- International Monetary Fund is sending an advanced mission to Togo to identify immediate country's needs following results of devastating floods that hit west African state last week.
Dominique Strauss-Kahn, Managing Director of IMF said a senior economist will be sent to Lome next week, to focus on immediate actions that can be undertaken to help the authorities and the donor community address Togo's emerging needs.
President Faure Gnassingbé of Togo had sent an urgent appeal to IMF for support, according to IMF managing director.
"I have had a telephone conversation with President Gnassingbé, in which he sought the Fund's support. I offered my deepest condolences and sympathy to the people of Togo, and agreed that this is a very challenging time for them and the government," Mr Strauss-Kahn said.

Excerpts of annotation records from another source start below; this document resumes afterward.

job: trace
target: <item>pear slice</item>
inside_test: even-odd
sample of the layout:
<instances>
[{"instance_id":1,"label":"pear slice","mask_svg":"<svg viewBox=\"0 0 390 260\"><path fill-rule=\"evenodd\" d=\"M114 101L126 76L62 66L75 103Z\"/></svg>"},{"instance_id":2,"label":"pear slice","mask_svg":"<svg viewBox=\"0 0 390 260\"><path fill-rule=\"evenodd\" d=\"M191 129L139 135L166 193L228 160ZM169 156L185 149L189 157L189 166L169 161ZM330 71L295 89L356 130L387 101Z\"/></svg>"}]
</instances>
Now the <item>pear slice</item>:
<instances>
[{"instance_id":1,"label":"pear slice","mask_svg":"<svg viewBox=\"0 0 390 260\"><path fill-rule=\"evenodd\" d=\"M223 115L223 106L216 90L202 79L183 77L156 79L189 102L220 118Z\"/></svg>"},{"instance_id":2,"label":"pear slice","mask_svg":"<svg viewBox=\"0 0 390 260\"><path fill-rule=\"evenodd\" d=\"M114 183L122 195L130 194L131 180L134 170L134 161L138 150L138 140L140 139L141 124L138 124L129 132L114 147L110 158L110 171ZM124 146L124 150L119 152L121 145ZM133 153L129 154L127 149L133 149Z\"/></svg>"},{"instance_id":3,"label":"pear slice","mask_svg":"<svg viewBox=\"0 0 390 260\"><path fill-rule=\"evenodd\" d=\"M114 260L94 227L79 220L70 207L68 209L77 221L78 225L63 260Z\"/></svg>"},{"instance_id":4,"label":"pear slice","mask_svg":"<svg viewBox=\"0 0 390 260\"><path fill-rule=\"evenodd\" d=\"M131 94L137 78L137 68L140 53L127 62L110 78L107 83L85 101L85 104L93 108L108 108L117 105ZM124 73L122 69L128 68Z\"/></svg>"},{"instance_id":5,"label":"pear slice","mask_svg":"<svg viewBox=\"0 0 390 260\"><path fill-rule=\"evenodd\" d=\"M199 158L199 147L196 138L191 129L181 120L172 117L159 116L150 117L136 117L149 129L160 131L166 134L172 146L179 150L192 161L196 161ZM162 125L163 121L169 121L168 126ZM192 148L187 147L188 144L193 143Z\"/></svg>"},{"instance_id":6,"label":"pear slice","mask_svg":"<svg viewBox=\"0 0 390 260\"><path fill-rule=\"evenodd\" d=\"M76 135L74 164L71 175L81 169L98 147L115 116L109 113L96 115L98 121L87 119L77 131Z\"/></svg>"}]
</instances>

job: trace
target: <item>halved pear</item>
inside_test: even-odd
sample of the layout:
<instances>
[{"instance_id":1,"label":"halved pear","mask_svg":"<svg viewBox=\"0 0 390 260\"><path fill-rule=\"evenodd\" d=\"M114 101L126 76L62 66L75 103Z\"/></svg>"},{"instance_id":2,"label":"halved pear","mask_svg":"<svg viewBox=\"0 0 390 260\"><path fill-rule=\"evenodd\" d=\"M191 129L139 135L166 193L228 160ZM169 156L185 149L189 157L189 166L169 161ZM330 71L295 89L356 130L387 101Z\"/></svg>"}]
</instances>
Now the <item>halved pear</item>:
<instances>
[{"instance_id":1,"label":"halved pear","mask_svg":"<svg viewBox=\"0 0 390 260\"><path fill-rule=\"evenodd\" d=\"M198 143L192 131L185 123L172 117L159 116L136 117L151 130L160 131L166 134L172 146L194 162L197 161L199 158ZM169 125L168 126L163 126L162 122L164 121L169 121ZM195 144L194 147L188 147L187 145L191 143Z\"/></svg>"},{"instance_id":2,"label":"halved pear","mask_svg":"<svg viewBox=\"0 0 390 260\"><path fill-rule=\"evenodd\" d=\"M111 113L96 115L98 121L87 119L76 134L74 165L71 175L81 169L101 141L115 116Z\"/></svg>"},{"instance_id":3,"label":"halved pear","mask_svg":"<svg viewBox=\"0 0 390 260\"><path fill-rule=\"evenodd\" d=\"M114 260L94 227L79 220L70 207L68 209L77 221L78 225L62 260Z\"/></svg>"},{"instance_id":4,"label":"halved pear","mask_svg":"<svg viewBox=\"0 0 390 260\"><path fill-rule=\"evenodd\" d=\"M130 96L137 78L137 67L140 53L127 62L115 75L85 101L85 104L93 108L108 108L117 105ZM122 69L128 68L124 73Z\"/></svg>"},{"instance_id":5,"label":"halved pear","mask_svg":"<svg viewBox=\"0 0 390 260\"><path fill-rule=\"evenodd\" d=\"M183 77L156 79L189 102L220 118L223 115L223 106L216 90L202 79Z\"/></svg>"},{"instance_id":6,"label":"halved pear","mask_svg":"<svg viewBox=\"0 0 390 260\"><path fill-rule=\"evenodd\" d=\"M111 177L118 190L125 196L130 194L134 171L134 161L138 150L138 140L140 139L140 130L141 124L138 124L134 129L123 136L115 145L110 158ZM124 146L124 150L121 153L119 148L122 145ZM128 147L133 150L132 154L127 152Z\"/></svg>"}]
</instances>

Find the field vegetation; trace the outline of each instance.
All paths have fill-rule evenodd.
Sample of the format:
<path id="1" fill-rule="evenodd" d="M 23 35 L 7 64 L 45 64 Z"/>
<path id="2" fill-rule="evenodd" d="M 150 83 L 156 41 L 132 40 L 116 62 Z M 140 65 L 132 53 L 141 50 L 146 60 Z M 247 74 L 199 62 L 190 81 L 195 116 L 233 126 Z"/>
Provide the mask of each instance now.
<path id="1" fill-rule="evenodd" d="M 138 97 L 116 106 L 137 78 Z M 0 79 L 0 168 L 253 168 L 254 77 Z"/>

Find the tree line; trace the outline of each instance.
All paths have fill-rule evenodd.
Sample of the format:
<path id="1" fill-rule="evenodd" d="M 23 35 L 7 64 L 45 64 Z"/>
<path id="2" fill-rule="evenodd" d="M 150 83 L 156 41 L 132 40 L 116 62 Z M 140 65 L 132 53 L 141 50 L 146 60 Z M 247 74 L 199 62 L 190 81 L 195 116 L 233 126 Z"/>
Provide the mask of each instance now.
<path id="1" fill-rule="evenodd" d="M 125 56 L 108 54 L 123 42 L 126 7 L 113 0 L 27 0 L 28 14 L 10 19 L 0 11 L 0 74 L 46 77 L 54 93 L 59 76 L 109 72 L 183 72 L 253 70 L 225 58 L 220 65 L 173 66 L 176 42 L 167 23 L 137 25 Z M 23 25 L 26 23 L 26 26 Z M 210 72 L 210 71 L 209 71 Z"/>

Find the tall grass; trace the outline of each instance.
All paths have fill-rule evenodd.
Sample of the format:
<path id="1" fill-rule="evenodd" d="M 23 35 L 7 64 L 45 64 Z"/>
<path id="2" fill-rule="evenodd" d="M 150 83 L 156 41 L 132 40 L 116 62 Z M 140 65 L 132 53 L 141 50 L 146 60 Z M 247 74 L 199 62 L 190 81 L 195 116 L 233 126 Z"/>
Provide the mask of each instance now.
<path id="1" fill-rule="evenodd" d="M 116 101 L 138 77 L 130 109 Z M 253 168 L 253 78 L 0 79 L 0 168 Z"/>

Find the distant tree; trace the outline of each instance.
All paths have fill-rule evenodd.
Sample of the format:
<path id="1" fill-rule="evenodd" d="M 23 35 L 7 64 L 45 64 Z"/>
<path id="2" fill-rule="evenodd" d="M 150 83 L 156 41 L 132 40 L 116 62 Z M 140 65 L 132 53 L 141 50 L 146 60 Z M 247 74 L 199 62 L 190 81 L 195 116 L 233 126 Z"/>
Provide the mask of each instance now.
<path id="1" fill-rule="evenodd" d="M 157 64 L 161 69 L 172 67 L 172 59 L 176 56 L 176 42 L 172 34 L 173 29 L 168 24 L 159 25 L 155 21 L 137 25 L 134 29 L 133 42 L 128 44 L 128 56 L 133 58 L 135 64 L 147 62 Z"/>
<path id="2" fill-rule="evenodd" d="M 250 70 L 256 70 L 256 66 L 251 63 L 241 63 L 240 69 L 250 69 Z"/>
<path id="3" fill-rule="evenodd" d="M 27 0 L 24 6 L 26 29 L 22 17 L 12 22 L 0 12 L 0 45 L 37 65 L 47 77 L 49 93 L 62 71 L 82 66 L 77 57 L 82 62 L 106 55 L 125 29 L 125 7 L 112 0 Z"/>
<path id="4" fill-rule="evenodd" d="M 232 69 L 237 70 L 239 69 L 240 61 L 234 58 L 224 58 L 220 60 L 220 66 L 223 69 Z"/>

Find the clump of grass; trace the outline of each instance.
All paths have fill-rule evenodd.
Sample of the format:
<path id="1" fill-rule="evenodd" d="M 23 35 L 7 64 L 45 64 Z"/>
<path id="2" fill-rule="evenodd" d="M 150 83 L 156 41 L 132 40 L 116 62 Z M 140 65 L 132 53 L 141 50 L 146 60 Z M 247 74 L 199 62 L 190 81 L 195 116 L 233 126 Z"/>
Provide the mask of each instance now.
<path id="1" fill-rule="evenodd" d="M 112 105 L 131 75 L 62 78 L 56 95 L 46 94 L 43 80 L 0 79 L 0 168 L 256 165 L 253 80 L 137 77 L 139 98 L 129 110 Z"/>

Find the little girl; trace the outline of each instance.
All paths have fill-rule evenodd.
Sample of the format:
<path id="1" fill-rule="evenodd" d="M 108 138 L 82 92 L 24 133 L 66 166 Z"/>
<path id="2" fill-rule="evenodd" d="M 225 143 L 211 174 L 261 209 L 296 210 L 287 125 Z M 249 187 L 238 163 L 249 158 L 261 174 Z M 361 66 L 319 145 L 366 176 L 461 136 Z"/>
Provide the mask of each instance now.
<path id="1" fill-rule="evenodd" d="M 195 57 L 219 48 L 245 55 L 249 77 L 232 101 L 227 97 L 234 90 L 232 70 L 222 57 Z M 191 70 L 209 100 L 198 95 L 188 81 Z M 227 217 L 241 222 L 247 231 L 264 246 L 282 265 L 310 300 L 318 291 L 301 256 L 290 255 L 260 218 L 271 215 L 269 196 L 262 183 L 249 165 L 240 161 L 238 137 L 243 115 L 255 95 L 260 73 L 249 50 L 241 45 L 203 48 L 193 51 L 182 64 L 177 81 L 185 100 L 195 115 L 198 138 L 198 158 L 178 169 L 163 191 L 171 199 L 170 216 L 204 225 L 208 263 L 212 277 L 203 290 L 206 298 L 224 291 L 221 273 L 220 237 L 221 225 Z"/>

He stated that with current pressures Togolese government was facing, it was important for IMF to signal its continued financial support, adding he would be recommending to the fund's Executive Board to increase existing financing under poverty reduction arrangement with Togo. "I am hopeful that the Fund's Executive Board can consider and approve this critical financing as soon as possible," he added.
In April this year, IMF approved a Poverty Reduction and Growth Facility (PRGF) for Togo in an amount equivalent to SDR 66.06 million (about US$108.4 million) to support the government's economic program for 2008-10. An initial disbursement of about US$ 21.8 million was made available immediately.
Under the new PRGF arrangement, Togo aims to maintain reform momentum, preserve macroeconomic stability while also reviving economic growth and reducing poverty.
IMF also hopes under PRGF arrangement to help Togo regain debt sustainability by regularising relations with its creditors and moving toward comprehensive debt relief under the Heavily Indebted Poor Countries Initiative (HIPC) and Multilateral Debt Relief Initiative.
Last weekend's floods in Togo forced thousands of people from their homes, seeking shelter at temporary government-run centres, especially in capital, Lome.
Latest flooding crisis has put more pressure on President Faure Gnassingbé government, which is trying to grapple with other social challenges facing the country.